Code: concepts/base.py

Abstract class defining an interface for concept explanation. Child classes should implement the fit and activations_to_concepts methods, and only assume the presence of an encoding step using the concept_model to convert activations to latent concepts.

Attributes:

Name Type Description
splitter BaseSplitter

The model to apply the explanation on. The split point is determined by the model's split_point attribute.

concept_model ConceptModelProtocol

The model used to extract concepts from the activations of splitter. The only assumption for classes inheriting from this class is that the concept_model can encode activations into concepts with activations_to_concepts. The ConceptModelProtocol is defined in interpreto.typing. It is basically a torch.nn.Module with an encode method.

is_fitted bool

Whether the concept_model was fit on model activations.

has_differentiable_concept_encoder bool

Whether the activations_to_concepts operation is differentiable.

Parameters:

Name Type Description Default

splitter

BaseSplitter

The model to apply the explanation on. Its split_point attribute determines where activations are extracted.

required

concept_model

ConceptModelProtocol

The model used to extract concepts from the activations of splitter. The ConceptModelProtocol is defined in interpreto.typing. It is basically a torch.nn.Module with an encode method.

required
Source code in interpreto/concepts/base.py
def __init__(
    self,
    splitter: BaseSplitter,
    concept_model: ConceptModelProtocol,
):
    """Initializes the concept explainer with a given splitted model.

    Args:
        splitter (BaseSplitter): The model to apply the explanation on.
            Its `split_point` attribute determines where activations are extracted.
        concept_model (ConceptModelProtocol): The model used to extract concepts from
            the activations of `splitter`.
            The `ConceptModelProtocol` is defined in `interpreto.typing`. It is basically a `torch.nn.Module` with an `encode` method.
    """
    if not isinstance(splitter, BaseSplitter):
        raise TypeError(f"The given model should be a BaseSplitter (or subclass), but {type(splitter)} was given.")
    self.splitter: BaseSplitter = splitter
    self._concept_model = concept_model
    self.__is_fitted: bool = False

fit abstractmethod

fit(activations, *args, **kwargs)

Fits concept_model on the given activations.

Parameters:

Name Type Description Default

activations

Tensor

The latent activations used to fit the concept model.

required

Returns:

Type Description
Any

None, concept_model is fitted in-place, is_fitted is set to True and split_point is set.

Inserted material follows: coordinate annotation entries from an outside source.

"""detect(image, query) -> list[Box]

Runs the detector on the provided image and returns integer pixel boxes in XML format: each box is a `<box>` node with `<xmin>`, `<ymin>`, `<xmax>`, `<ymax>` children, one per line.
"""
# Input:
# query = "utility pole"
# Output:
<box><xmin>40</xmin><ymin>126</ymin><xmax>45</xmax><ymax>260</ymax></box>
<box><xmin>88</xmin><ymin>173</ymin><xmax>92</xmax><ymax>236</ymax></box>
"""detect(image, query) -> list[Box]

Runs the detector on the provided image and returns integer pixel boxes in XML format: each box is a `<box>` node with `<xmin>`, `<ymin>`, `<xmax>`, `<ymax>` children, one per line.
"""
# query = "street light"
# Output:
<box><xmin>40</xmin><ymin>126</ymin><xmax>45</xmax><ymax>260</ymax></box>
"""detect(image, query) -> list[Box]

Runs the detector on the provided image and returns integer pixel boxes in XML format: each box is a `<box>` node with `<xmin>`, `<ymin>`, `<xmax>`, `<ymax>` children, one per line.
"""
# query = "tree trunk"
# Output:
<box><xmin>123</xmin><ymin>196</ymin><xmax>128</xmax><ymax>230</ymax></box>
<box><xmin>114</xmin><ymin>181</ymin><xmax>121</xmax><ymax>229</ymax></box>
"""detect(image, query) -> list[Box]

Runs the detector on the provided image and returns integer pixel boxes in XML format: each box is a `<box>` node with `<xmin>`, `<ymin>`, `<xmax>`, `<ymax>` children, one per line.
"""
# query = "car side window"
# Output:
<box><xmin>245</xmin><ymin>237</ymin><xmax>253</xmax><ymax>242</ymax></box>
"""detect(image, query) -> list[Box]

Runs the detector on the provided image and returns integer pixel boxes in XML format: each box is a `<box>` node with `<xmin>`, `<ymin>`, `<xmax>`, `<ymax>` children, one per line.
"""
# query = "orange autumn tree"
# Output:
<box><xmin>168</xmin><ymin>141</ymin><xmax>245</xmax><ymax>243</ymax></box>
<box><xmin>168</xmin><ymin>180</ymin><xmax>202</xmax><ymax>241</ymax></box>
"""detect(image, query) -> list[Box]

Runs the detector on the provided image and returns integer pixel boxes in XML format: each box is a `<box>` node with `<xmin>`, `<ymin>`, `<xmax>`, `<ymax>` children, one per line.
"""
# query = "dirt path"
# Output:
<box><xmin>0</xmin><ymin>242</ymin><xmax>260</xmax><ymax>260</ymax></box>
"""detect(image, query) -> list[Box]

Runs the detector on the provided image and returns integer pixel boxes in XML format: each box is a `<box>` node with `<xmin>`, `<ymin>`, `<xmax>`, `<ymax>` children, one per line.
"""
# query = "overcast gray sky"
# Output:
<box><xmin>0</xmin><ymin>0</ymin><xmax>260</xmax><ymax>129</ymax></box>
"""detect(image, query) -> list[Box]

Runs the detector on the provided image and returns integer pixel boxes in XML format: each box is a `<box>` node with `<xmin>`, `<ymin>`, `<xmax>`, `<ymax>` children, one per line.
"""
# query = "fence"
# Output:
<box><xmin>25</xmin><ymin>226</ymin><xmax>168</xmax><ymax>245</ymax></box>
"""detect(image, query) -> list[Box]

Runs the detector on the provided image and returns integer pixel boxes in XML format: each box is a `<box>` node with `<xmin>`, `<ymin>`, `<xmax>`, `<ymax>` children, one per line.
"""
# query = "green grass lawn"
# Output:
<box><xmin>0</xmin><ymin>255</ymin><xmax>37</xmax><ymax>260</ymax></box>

Source code in interpreto/concepts/base.py
@abstractmethod
def fit(self, activations: LatentActivations, *args, **kwargs) -> Any:
    """Fits `concept_model` on the given activations.

    Args:
        activations (torch.Tensor): The latent activations used to fit the concept model.

    Returns:
        `None`, `concept_model` is fitted in-place, `is_fitted` is set to `True` and `split_point` is set.
    """
    pass

get_inputs_to_concepts_model

get_inputs_to_concepts_model()

Returns a model that maps raw inputs to concept activations.

The model can be passed to an attribution method, to obtain inputs to concepts attributions. Which are ways to interpret the concepts.

Returns:

Name Type Description
ModelForInputsToConcepts ModelForInputsToConcepts

A model that maps raw inputs to concept activations.

Source code in interpreto/concepts/base.py
def get_inputs_to_concepts_model(self) -> ModelForInputsToConcepts:
    """Returns a model that maps raw inputs to concept activations.

    The model can be passed to an attribution method,
    to obtain inputs to concepts attributions.
    Which are ways to interpret the concepts.

    Returns:
        ModelForInputsToConcepts: A model that maps raw inputs to concept activations.
    """
    return ModelForInputsToConcepts(self)

interpreto.concepts.ConceptAutoEncoderExplainer

ConceptAutoEncoderExplainer(splitter, concept_model)

Bases: ConceptEncoderExplainer[BaseDictionaryLearning], Generic[BDL]

Code: concepts/base.py

A concept bottleneck explainer wraps a concept_model that should be able to encode activations into concepts and decode concepts into activations.

We use the term "concept bottleneck" loosely, as the latent space can be overcomplete compared to activation space, as in the case of sparse autoencoders.

We assume that the concept model follows the structure of an overcomplete.BaseDictionaryLearning model, which defines the encode and decode methods for encoding and decoding activations into concepts.

Attributes:

Name Type Description
splitter ModelWithSplitPoints

The model to apply the explanation on. The split point is determined by the model's split_point attribute.

concept_model [BaseDictionaryLearning](https

//github.com/KempnerInstitute/overcomplete/blob/24568ba5736cbefca4b78a12246d92a1be04a1f4/overcomplete/base.py#L10)): The model used to extract concepts from the activations of splitter. The only assumption for classes inheriting from this class is that the concept_model can encode activations into concepts with activations_to_concepts.

is_fitted bool

Whether the concept_model was fit on model activations.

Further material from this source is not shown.